For his part, the defendant contractor testifies that he has been a contractor for 23 years, and has never had a single complaint. The customer had never asked for Alabaster paint, and in fact had gone on and on about how good the paint looked when the job was done. He only made up this story about the wrong paint color to avoid paying the final invoice, and threatened to post a negative Yelp review if the contractor didn’t agree to waive the final payment. He doesn’t understand why the customer would do this, and why the judge decided that the lies were protected. He even cries a little in front of the jury.
You tell me who wins.
It’s even tougher in the context of a absolute privilege. My very first anti-SLAPP motion ever involved a defendant who had called a city council member “corrupt” during a council meeting. The councilmember took umbrage with the remark, and sued for defamation. But pursuant to Civil Code section 47 and the anti-SLAPP statute, statements made during a city council meeting are absolutely privileged. There was no evidence the councilmember could present that would overcome that absolute privilege, so my anti-SLAPP motion had to be granted.
But imagine if I had followed up with a SLAPPback. The jurors would all be sitting there thinking, “You want me to believe that you can say whatever you want about a councilmember, and they just have to take it? That doesn’t seem fair.” The judge would of course explain the law, but there is no guarantee that the jurors would understand.
Why can’t a SLAPPback be based on Abuse of Process?
As set forth at the beginning of this article, a SLAPPback can be based on Abuse of Process, but such a claim almost always fails. When I am asked to review a complaint containing a claim for Abuse of Process, I get all warm inside, because that always makes the complaint a SLAPP, at least as to that claim. The reason is that the “process” used by the plaintiff in the underlying action, no matter how knowingly false and evil, will not amount to abuse of process if the process was used for its intended purpose. An abuse of process claim will almost always be barred by the litigation privilege.

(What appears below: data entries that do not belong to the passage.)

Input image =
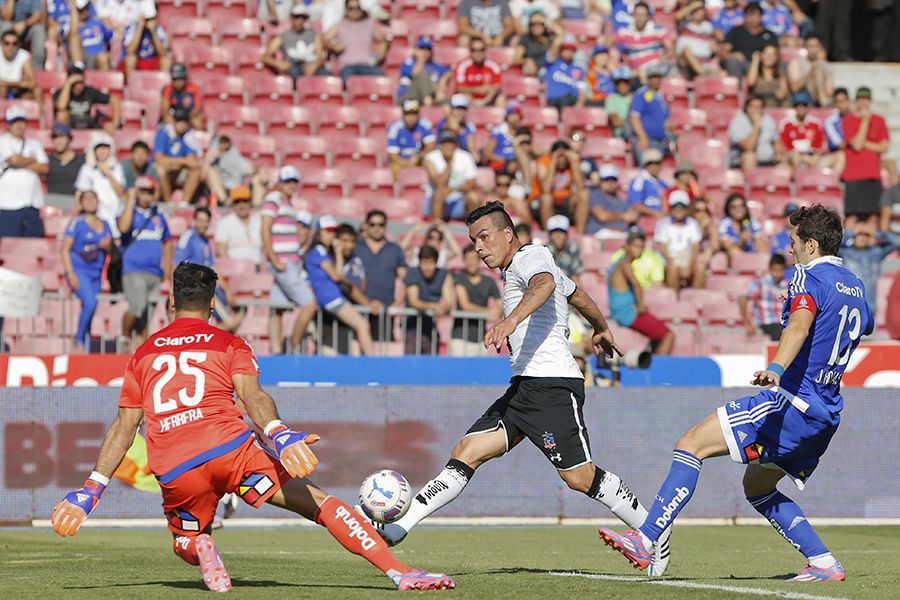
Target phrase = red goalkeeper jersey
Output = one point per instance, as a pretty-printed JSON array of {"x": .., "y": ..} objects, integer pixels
[{"x": 182, "y": 378}]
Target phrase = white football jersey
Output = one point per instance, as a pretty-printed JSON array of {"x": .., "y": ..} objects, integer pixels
[{"x": 539, "y": 347}]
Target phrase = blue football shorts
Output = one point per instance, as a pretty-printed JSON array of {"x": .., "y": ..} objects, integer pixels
[{"x": 771, "y": 428}]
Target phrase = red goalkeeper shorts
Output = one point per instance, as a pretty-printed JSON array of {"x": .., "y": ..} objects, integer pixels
[{"x": 190, "y": 500}]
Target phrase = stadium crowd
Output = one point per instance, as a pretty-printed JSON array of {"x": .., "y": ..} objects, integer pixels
[{"x": 656, "y": 148}]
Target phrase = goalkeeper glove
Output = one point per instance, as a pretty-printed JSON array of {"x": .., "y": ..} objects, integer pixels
[
  {"x": 69, "y": 514},
  {"x": 292, "y": 448}
]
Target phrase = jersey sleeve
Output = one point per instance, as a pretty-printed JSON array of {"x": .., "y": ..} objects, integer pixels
[{"x": 130, "y": 396}]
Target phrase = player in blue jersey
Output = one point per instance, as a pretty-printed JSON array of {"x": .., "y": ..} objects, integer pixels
[{"x": 784, "y": 429}]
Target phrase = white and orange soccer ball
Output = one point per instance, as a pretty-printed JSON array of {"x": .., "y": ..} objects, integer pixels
[{"x": 384, "y": 496}]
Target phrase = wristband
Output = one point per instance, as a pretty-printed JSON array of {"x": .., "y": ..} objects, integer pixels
[
  {"x": 776, "y": 368},
  {"x": 272, "y": 426}
]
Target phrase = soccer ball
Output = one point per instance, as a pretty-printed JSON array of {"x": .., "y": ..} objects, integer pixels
[{"x": 384, "y": 496}]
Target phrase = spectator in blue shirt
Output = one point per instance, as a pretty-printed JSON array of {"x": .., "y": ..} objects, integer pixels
[
  {"x": 84, "y": 248},
  {"x": 738, "y": 231},
  {"x": 26, "y": 19},
  {"x": 325, "y": 267},
  {"x": 730, "y": 15},
  {"x": 456, "y": 123},
  {"x": 175, "y": 150},
  {"x": 645, "y": 193},
  {"x": 409, "y": 138},
  {"x": 146, "y": 257},
  {"x": 501, "y": 145},
  {"x": 649, "y": 118},
  {"x": 90, "y": 43},
  {"x": 421, "y": 78},
  {"x": 563, "y": 78},
  {"x": 195, "y": 247}
]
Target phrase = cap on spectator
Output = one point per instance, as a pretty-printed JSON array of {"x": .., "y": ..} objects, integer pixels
[
  {"x": 178, "y": 71},
  {"x": 622, "y": 73},
  {"x": 304, "y": 217},
  {"x": 685, "y": 166},
  {"x": 240, "y": 193},
  {"x": 288, "y": 173},
  {"x": 459, "y": 101},
  {"x": 650, "y": 156},
  {"x": 609, "y": 172},
  {"x": 447, "y": 136},
  {"x": 61, "y": 129},
  {"x": 679, "y": 198},
  {"x": 15, "y": 113},
  {"x": 327, "y": 223},
  {"x": 789, "y": 209},
  {"x": 558, "y": 223},
  {"x": 657, "y": 70},
  {"x": 801, "y": 97},
  {"x": 145, "y": 182}
]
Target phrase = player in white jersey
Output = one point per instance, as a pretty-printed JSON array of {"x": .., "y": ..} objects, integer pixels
[{"x": 546, "y": 394}]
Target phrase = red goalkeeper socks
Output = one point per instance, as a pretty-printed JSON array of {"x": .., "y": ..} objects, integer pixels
[{"x": 356, "y": 535}]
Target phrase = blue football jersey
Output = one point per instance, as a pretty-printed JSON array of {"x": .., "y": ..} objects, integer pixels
[{"x": 837, "y": 298}]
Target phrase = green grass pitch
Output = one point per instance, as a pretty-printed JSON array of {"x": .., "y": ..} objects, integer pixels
[{"x": 488, "y": 562}]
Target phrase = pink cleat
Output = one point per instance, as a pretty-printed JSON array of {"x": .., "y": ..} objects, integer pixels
[
  {"x": 417, "y": 579},
  {"x": 835, "y": 572},
  {"x": 214, "y": 574},
  {"x": 630, "y": 545}
]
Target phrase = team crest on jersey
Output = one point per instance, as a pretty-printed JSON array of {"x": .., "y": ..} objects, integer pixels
[
  {"x": 549, "y": 441},
  {"x": 254, "y": 486}
]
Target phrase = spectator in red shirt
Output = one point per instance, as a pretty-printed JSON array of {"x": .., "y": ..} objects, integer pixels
[
  {"x": 802, "y": 136},
  {"x": 867, "y": 139},
  {"x": 479, "y": 78},
  {"x": 181, "y": 95}
]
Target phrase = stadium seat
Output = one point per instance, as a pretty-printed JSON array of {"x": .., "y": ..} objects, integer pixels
[
  {"x": 233, "y": 119},
  {"x": 541, "y": 118},
  {"x": 716, "y": 91},
  {"x": 588, "y": 119},
  {"x": 527, "y": 90},
  {"x": 281, "y": 120},
  {"x": 354, "y": 153}
]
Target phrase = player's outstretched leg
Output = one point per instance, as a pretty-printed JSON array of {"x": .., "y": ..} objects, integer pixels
[
  {"x": 788, "y": 520},
  {"x": 700, "y": 442},
  {"x": 354, "y": 533},
  {"x": 469, "y": 454}
]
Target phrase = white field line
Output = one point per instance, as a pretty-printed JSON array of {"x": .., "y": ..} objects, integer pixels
[
  {"x": 698, "y": 586},
  {"x": 250, "y": 522}
]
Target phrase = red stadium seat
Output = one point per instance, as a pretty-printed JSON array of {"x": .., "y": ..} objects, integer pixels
[
  {"x": 315, "y": 92},
  {"x": 541, "y": 118},
  {"x": 338, "y": 120},
  {"x": 285, "y": 120},
  {"x": 591, "y": 120},
  {"x": 716, "y": 91},
  {"x": 350, "y": 154},
  {"x": 372, "y": 90},
  {"x": 527, "y": 90},
  {"x": 606, "y": 149},
  {"x": 231, "y": 119}
]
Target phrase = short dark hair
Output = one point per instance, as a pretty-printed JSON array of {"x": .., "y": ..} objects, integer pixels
[
  {"x": 497, "y": 213},
  {"x": 193, "y": 286},
  {"x": 428, "y": 253},
  {"x": 346, "y": 229},
  {"x": 821, "y": 224},
  {"x": 376, "y": 212}
]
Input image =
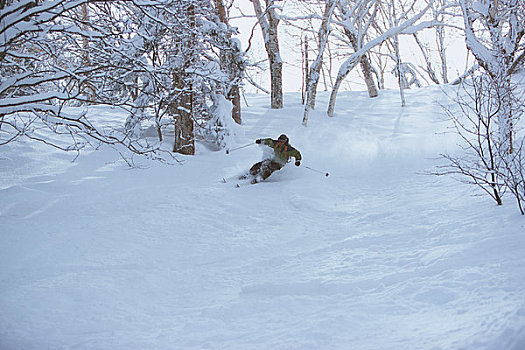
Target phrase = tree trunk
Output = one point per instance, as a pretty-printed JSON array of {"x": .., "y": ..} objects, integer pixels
[
  {"x": 228, "y": 63},
  {"x": 268, "y": 20},
  {"x": 315, "y": 70},
  {"x": 183, "y": 105},
  {"x": 366, "y": 66}
]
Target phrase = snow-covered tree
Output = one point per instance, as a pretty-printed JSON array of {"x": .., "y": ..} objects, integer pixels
[
  {"x": 315, "y": 69},
  {"x": 151, "y": 58},
  {"x": 268, "y": 19},
  {"x": 406, "y": 23},
  {"x": 494, "y": 30}
]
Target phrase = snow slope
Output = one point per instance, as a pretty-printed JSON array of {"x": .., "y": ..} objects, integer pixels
[{"x": 95, "y": 255}]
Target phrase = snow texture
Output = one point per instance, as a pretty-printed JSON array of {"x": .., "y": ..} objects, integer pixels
[{"x": 95, "y": 255}]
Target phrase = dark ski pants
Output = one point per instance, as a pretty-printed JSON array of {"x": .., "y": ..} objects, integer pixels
[{"x": 265, "y": 168}]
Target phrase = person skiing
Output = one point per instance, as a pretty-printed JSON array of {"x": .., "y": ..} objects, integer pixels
[{"x": 282, "y": 152}]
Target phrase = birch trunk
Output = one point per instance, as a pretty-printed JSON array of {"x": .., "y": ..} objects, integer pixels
[
  {"x": 229, "y": 64},
  {"x": 315, "y": 70},
  {"x": 269, "y": 21}
]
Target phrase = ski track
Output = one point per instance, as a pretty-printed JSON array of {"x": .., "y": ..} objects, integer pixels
[{"x": 376, "y": 256}]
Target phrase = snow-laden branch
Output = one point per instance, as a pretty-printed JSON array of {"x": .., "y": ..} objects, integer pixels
[{"x": 407, "y": 27}]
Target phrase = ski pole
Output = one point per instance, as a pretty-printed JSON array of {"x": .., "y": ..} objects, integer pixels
[
  {"x": 317, "y": 171},
  {"x": 235, "y": 149}
]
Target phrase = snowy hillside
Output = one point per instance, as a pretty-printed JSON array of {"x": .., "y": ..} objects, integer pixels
[{"x": 95, "y": 255}]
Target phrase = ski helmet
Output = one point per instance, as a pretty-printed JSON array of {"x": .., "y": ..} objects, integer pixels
[{"x": 283, "y": 138}]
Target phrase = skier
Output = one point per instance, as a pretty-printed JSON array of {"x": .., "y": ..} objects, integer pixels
[{"x": 282, "y": 152}]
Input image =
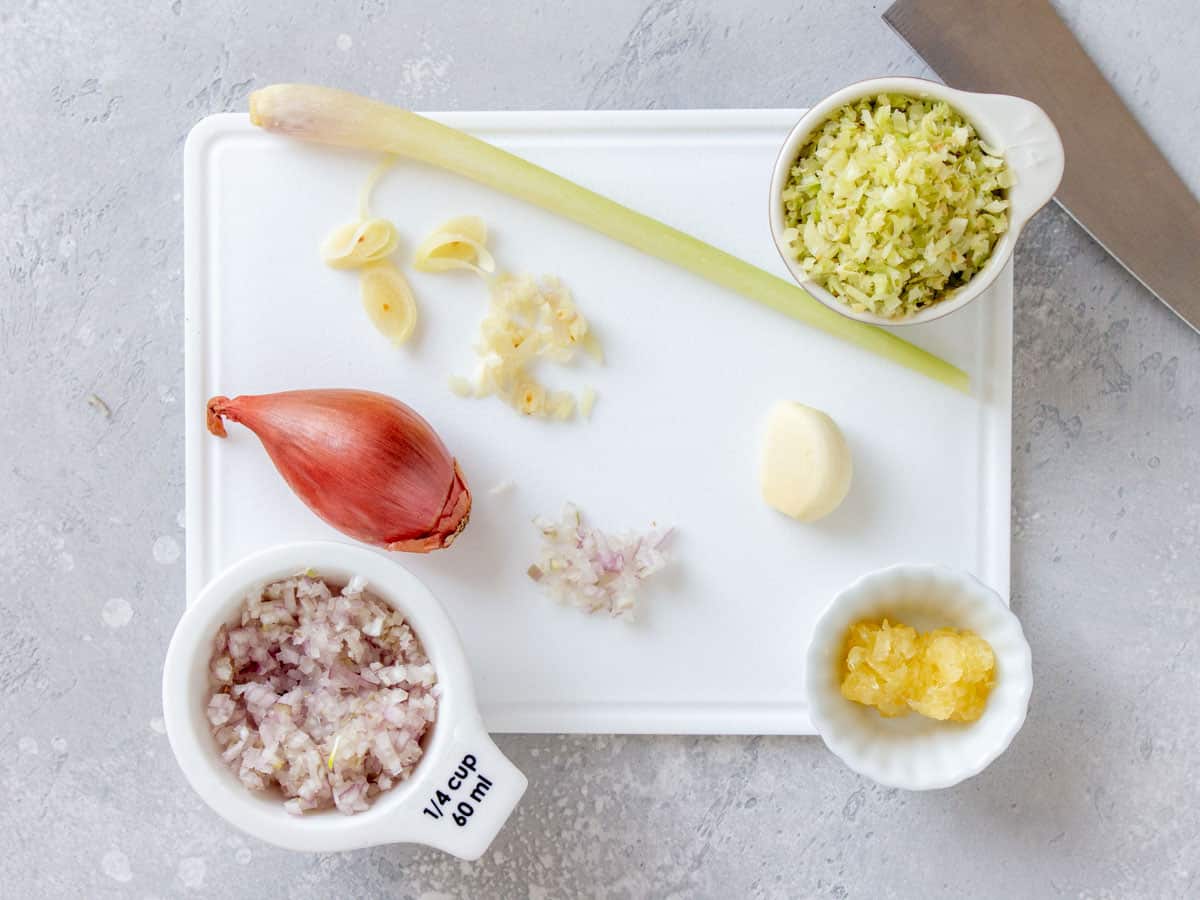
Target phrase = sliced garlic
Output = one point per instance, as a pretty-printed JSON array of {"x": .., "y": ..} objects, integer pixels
[
  {"x": 389, "y": 301},
  {"x": 807, "y": 468},
  {"x": 457, "y": 244},
  {"x": 358, "y": 244}
]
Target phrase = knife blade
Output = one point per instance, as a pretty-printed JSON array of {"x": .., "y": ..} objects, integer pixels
[{"x": 1117, "y": 185}]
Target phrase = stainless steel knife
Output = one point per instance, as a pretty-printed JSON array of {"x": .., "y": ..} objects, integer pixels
[{"x": 1117, "y": 185}]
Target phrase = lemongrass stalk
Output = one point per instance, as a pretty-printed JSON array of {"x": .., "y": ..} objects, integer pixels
[{"x": 343, "y": 119}]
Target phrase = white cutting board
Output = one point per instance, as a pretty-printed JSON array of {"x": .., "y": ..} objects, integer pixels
[{"x": 691, "y": 371}]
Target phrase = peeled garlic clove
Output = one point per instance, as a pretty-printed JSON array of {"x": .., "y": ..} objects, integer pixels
[
  {"x": 358, "y": 244},
  {"x": 389, "y": 301},
  {"x": 807, "y": 468},
  {"x": 457, "y": 244}
]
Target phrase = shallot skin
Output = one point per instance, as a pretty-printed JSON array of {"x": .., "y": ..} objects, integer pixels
[{"x": 366, "y": 463}]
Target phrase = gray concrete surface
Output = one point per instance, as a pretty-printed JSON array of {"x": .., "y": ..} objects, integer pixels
[{"x": 1096, "y": 798}]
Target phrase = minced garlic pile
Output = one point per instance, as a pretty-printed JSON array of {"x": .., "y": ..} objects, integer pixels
[{"x": 529, "y": 321}]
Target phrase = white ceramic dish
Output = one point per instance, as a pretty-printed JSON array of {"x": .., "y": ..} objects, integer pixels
[
  {"x": 457, "y": 754},
  {"x": 915, "y": 753},
  {"x": 693, "y": 371},
  {"x": 1015, "y": 126}
]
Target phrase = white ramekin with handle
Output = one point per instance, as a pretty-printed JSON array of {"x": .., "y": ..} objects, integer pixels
[
  {"x": 1019, "y": 129},
  {"x": 463, "y": 789}
]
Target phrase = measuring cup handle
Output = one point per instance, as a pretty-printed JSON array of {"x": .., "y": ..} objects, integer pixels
[{"x": 467, "y": 799}]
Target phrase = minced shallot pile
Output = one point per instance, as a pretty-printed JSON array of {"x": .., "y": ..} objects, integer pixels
[
  {"x": 324, "y": 696},
  {"x": 582, "y": 567}
]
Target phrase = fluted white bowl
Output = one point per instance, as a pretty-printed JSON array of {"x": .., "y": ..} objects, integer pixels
[{"x": 915, "y": 753}]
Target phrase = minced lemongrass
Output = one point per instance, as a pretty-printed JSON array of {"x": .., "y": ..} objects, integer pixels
[
  {"x": 894, "y": 203},
  {"x": 342, "y": 119}
]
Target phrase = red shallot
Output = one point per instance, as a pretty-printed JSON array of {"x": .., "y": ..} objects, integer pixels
[{"x": 366, "y": 463}]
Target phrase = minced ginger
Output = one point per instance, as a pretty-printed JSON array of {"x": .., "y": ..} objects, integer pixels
[{"x": 945, "y": 673}]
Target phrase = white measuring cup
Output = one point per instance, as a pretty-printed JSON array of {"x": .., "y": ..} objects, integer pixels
[
  {"x": 463, "y": 789},
  {"x": 1018, "y": 127}
]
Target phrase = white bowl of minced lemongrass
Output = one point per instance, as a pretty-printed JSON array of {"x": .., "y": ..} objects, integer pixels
[{"x": 898, "y": 201}]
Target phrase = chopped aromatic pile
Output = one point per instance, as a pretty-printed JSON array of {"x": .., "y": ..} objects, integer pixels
[
  {"x": 894, "y": 203},
  {"x": 943, "y": 673},
  {"x": 582, "y": 567},
  {"x": 323, "y": 696},
  {"x": 528, "y": 322}
]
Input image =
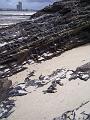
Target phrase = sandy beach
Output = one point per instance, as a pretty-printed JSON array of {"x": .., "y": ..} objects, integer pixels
[{"x": 39, "y": 106}]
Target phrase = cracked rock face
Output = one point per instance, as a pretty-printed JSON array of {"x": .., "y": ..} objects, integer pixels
[{"x": 48, "y": 33}]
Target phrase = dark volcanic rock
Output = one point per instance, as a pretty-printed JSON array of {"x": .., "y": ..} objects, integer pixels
[{"x": 52, "y": 30}]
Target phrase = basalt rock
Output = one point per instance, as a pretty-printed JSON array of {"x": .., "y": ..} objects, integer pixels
[{"x": 48, "y": 33}]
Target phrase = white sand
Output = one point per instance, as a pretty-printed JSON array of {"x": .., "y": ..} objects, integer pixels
[{"x": 39, "y": 106}]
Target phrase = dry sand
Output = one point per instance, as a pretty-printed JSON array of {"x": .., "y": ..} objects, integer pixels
[{"x": 39, "y": 106}]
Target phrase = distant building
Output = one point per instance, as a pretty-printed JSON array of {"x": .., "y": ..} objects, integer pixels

The case of Rusheen v. Cohen, 37 Cal. 4th 1048, illustrates the point. In that case, it was alleged that Cohen and his attorney had filed declarations, falsely attesting to service of the complaint, in order to take a default judgment against Rusheen. Using the fraudulently obtained default judgment, Cohen then obtained a writ of execution in order to seize Rusheen’s property. Rusheen sued for Abuse of Process, and Cohen responded with an anti-SLAPP motion, which was granted by the trial court, and upheld by the California Supreme Court. The court held that even if everything Rusheen alleged was true, the acts still arose from litigation and were therefore absolutely privileged under the litigation privilege.
If the alleged egregious facts of Rusheen v. Cohen would not support a claim for Abuse of Process, you’ll be hard pressed to find facts that would. But Abuse of Process claims cannot be pronounced dead just yet. The case of Brown v. Kennard, 94 Cal.App.4th 40 catalogs a few decisions where Abuse of Process claims survived the litigation privilege. Compare them to your facts to see if your case might support such a claim.
Conclusion
Do not take from any of this that a SLAPPback is never viable. Not every anti-SLAPP motion is decided in seven weeks. If there were significant attorney fees unrelated to the anti-SLAPP motion that you want to recover, or some special circumstance that would support the award of emotional distress damages, then go for it. Just make a reasonable assessment.